Aims.  To outline the background and nursing interventions for Solanum infection in the event of a zombie epidemic. Background.  Literature and feature film evidence supports the theoretical probability for an outbreak of a Solanum infection which could result in a zombie epidemic. This paper discusses the causative agent, history of zombiism, signs and symptoms, diagnosis and nursing interventions. Design.  Review. Methods.  Academic and general literature and web sites were searched up to February 2011 for the key words, 'zombie', 'zombie nurses', 'zombie epidemic' and 'zombie nursing interventions'. Limited academic literature was sourced pointing to a serious knowledge deficit in this area.

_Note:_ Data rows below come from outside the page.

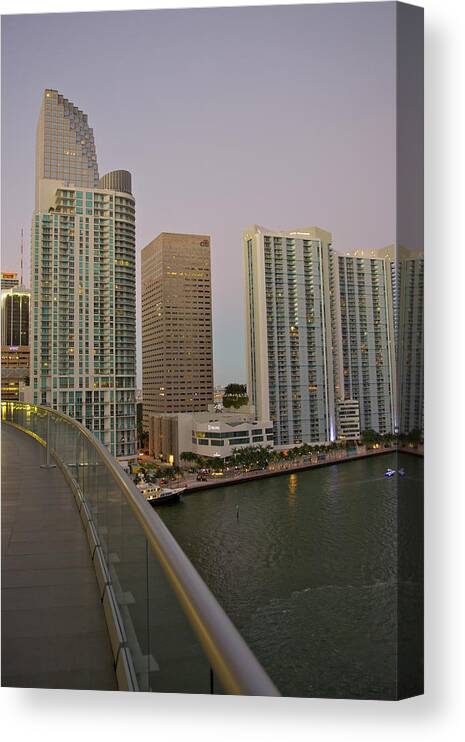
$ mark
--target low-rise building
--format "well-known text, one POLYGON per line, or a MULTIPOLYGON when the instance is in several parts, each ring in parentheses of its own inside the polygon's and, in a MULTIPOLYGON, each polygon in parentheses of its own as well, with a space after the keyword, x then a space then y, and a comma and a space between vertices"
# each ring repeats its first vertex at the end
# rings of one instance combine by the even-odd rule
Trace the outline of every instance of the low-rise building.
POLYGON ((257 420, 253 407, 235 412, 215 411, 150 415, 150 455, 179 464, 184 452, 222 459, 237 448, 272 446, 273 423, 257 420))

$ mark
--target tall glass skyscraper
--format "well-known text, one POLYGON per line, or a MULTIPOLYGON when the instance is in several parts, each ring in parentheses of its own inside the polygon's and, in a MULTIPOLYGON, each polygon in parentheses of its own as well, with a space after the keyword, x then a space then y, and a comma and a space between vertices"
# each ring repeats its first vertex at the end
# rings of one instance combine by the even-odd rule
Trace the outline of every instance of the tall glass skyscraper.
POLYGON ((115 456, 136 451, 135 201, 98 177, 87 116, 44 92, 31 234, 33 400, 67 413, 115 456))
MULTIPOLYGON (((43 179, 73 182, 83 188, 98 184, 94 132, 87 115, 57 90, 46 90, 37 124, 36 209, 43 179)), ((43 185, 43 184, 42 184, 43 185)))

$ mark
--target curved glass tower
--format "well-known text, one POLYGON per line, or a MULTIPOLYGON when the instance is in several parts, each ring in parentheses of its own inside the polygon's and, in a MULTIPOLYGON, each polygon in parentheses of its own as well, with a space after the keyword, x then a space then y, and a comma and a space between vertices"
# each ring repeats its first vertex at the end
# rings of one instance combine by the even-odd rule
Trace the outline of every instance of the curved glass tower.
POLYGON ((94 132, 87 115, 57 90, 45 90, 37 125, 36 208, 38 181, 64 180, 84 188, 97 185, 94 132))
POLYGON ((86 114, 45 90, 31 239, 33 401, 136 452, 135 201, 131 175, 99 180, 86 114))

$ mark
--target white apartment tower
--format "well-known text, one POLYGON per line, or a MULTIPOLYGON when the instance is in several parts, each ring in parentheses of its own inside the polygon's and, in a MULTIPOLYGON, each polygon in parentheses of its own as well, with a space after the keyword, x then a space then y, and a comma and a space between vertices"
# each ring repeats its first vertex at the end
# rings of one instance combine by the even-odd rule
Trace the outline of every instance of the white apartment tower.
POLYGON ((361 430, 382 434, 397 427, 391 254, 338 257, 344 396, 358 400, 361 430))
POLYGON ((392 274, 399 431, 423 431, 423 254, 398 247, 392 274))
POLYGON ((135 201, 99 179, 87 116, 45 90, 31 233, 33 400, 82 422, 115 456, 136 452, 135 201))
POLYGON ((278 446, 336 438, 337 258, 318 227, 244 232, 248 393, 278 446))

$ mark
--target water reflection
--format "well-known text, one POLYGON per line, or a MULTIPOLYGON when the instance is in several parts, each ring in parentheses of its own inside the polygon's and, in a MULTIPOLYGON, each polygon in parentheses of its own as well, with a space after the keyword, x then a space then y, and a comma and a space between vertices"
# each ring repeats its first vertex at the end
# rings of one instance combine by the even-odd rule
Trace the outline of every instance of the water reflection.
POLYGON ((295 506, 297 499, 297 474, 291 474, 287 488, 287 502, 291 507, 295 506))
POLYGON ((395 697, 398 647, 407 665, 418 655, 406 646, 421 619, 412 606, 422 595, 422 463, 386 454, 160 508, 284 695, 395 697), (408 477, 385 478, 387 466, 403 466, 408 477), (408 588, 402 620, 411 627, 402 642, 399 573, 408 588))

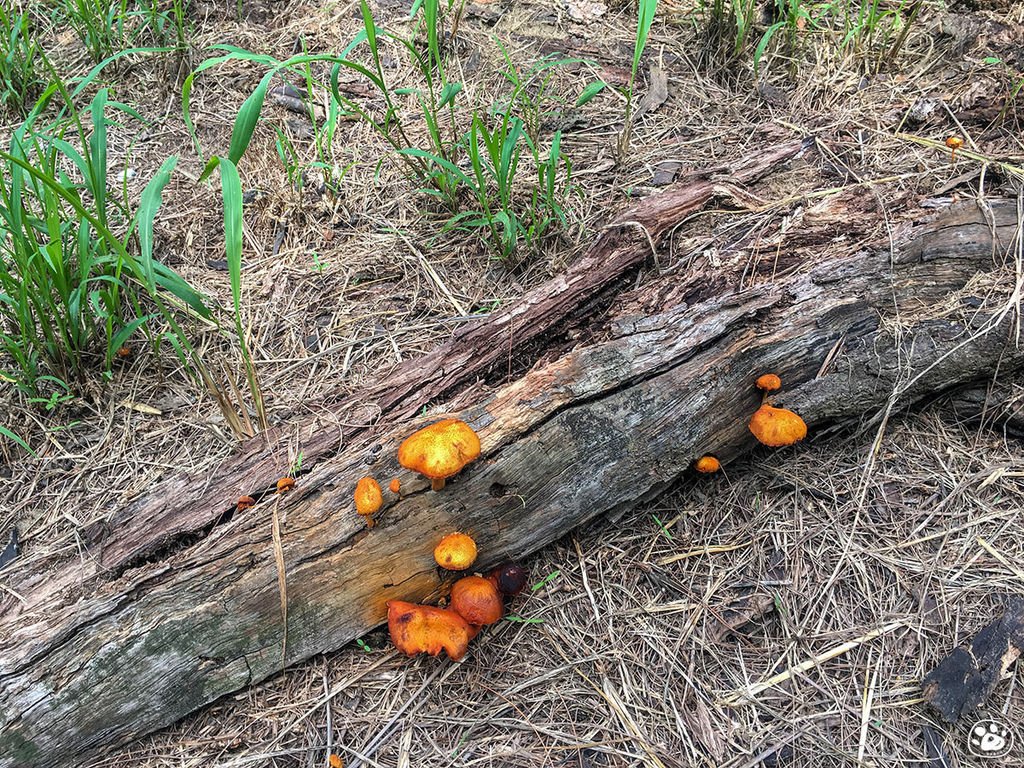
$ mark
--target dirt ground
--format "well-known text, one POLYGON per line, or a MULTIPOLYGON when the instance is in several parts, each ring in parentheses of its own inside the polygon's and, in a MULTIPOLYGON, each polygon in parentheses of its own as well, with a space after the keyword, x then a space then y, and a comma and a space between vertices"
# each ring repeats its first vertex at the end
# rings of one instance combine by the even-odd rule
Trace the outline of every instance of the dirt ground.
MULTIPOLYGON (((392 0, 374 9, 385 25, 408 14, 392 0)), ((339 51, 361 25, 353 3, 247 1, 239 19, 233 2, 200 2, 192 15, 193 66, 224 42, 278 58, 303 46, 339 51)), ((632 198, 766 141, 815 136, 816 192, 849 186, 872 199, 874 216, 857 233, 865 240, 953 198, 1019 194, 1024 93, 1006 97, 1024 70, 1024 4, 925 3, 879 71, 880 44, 842 51, 840 33, 803 29, 792 49, 770 49, 756 78, 749 57, 723 63, 701 18, 698 8, 663 5, 640 93, 652 90, 655 65, 667 98, 638 118, 633 149, 616 164, 621 99, 609 90, 573 104, 596 77, 625 84, 635 7, 467 6, 455 46, 474 98, 501 91, 495 40, 523 68, 554 50, 588 60, 559 70, 563 105, 553 103, 545 122, 564 131, 574 164, 570 226, 511 264, 471 237, 439 236, 440 212, 359 123, 339 132, 334 162, 348 170, 333 194, 316 184, 296 191, 272 126, 291 131, 307 159, 312 146, 300 118, 268 104, 240 171, 252 193, 244 321, 271 421, 301 419, 311 404, 385 376, 453 323, 557 274, 632 198), (952 134, 1003 165, 951 162, 943 144, 952 134)), ((83 71, 84 55, 59 32, 51 45, 63 66, 83 71)), ((411 81, 404 60, 392 65, 396 85, 411 81)), ((158 254, 227 304, 218 190, 196 183, 203 161, 181 118, 178 74, 141 57, 111 71, 115 95, 153 120, 116 133, 111 154, 134 172, 136 195, 167 155, 181 157, 158 254)), ((232 62, 198 78, 192 109, 206 152, 227 146, 262 74, 232 62)), ((13 118, 0 119, 9 131, 13 118)), ((757 190, 775 200, 795 193, 757 190)), ((798 196, 778 215, 797 217, 801 205, 798 196)), ((688 238, 752 226, 749 211, 714 213, 714 226, 679 232, 668 257, 691 258, 688 238)), ((229 342, 203 338, 214 370, 237 365, 229 342)), ((1002 383, 1006 409, 1024 413, 1024 382, 1002 383)), ((235 445, 173 358, 141 348, 111 384, 52 412, 3 390, 0 405, 40 453, 26 459, 4 446, 0 462, 0 531, 19 527, 18 567, 77 556, 81 531, 119 502, 169 474, 202 472, 235 445)), ((975 764, 970 723, 940 724, 920 681, 1024 592, 1022 510, 1020 435, 962 419, 948 402, 900 414, 878 434, 853 424, 812 435, 799 449, 681 480, 537 553, 527 565, 538 588, 460 663, 400 657, 378 630, 86 765, 322 766, 334 752, 348 768, 897 766, 928 759, 928 725, 954 760, 975 764)), ((1024 765, 1018 670, 979 712, 1018 736, 1016 756, 995 764, 1024 765)))

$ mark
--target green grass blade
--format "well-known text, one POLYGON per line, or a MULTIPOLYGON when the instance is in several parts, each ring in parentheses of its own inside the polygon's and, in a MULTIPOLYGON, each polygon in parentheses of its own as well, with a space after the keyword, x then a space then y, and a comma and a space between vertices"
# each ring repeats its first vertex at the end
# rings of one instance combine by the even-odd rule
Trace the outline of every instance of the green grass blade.
POLYGON ((171 180, 171 172, 177 162, 178 158, 175 155, 164 160, 160 170, 142 190, 142 199, 136 214, 139 227, 139 261, 145 275, 146 289, 150 293, 156 292, 156 277, 153 273, 153 221, 163 203, 164 187, 171 180))
MULTIPOLYGON (((232 164, 241 160, 245 150, 249 147, 253 131, 256 130, 256 122, 259 120, 260 112, 263 109, 263 100, 267 96, 267 88, 270 87, 270 81, 276 73, 276 68, 267 72, 263 79, 260 80, 260 84, 256 86, 256 90, 249 94, 249 98, 245 100, 238 110, 235 128, 231 132, 231 146, 228 149, 228 159, 232 164)), ((223 170, 221 172, 223 173, 223 170)))
POLYGON ((586 88, 580 92, 580 97, 576 99, 576 106, 582 107, 587 102, 591 101, 597 94, 605 89, 608 84, 603 80, 595 80, 586 88))
POLYGON ((220 189, 224 199, 224 249, 231 277, 231 299, 236 323, 242 311, 242 180, 229 158, 221 158, 220 189))
MULTIPOLYGON (((8 440, 10 440, 10 441, 12 441, 12 442, 15 442, 15 443, 17 443, 17 444, 18 444, 18 445, 20 445, 20 446, 21 446, 21 447, 22 447, 23 449, 25 449, 25 450, 26 450, 26 451, 27 451, 28 453, 31 453, 31 454, 32 454, 33 456, 37 456, 36 452, 35 452, 35 451, 33 451, 33 450, 32 450, 32 449, 31 449, 31 448, 29 447, 29 444, 28 444, 28 443, 26 443, 26 442, 25 442, 25 441, 24 441, 24 440, 23 440, 23 439, 22 439, 21 437, 19 437, 18 435, 16 435, 16 434, 15 434, 14 432, 11 432, 11 430, 9 430, 9 429, 8 429, 7 427, 4 427, 4 426, 0 426, 0 435, 3 435, 3 436, 4 436, 4 437, 6 437, 6 438, 7 438, 8 440)), ((38 458, 38 456, 37 456, 37 458, 38 458)))

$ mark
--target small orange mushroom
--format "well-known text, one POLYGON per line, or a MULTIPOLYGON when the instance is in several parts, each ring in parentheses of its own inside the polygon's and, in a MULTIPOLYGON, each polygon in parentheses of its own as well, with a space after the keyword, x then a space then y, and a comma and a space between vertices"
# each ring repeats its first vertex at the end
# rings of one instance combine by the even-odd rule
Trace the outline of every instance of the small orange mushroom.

Results.  If nurses are to respond successfully to a potential Solanum epidemic they need to be prepared and able to recognise Solanum infection, prevent its spread and care appropriately forsufferers and victims of a zombie attack. Advice is offered on prevention, initial nursing management and secondary nursing interventions including dealing with reanimation, palliative care and psychological support. Conclusion.  History offers numerous examples of the sudden appearance of a serious disease that has impacted on man kind's survival. While difficult to conceive, a zombie epidemic is theoretically possible and nurses have a responsibility to be as prepared as possible to support and care for victims. Relevance to clinical practice.  Nurses are likely to be the front line staff faced with initiating most primary and secondary care interventions, including isolation and infection control, wound care, pain relief, documentation observations, support for activities of daily living, nutrition and fluid support, medication administration and other interventions.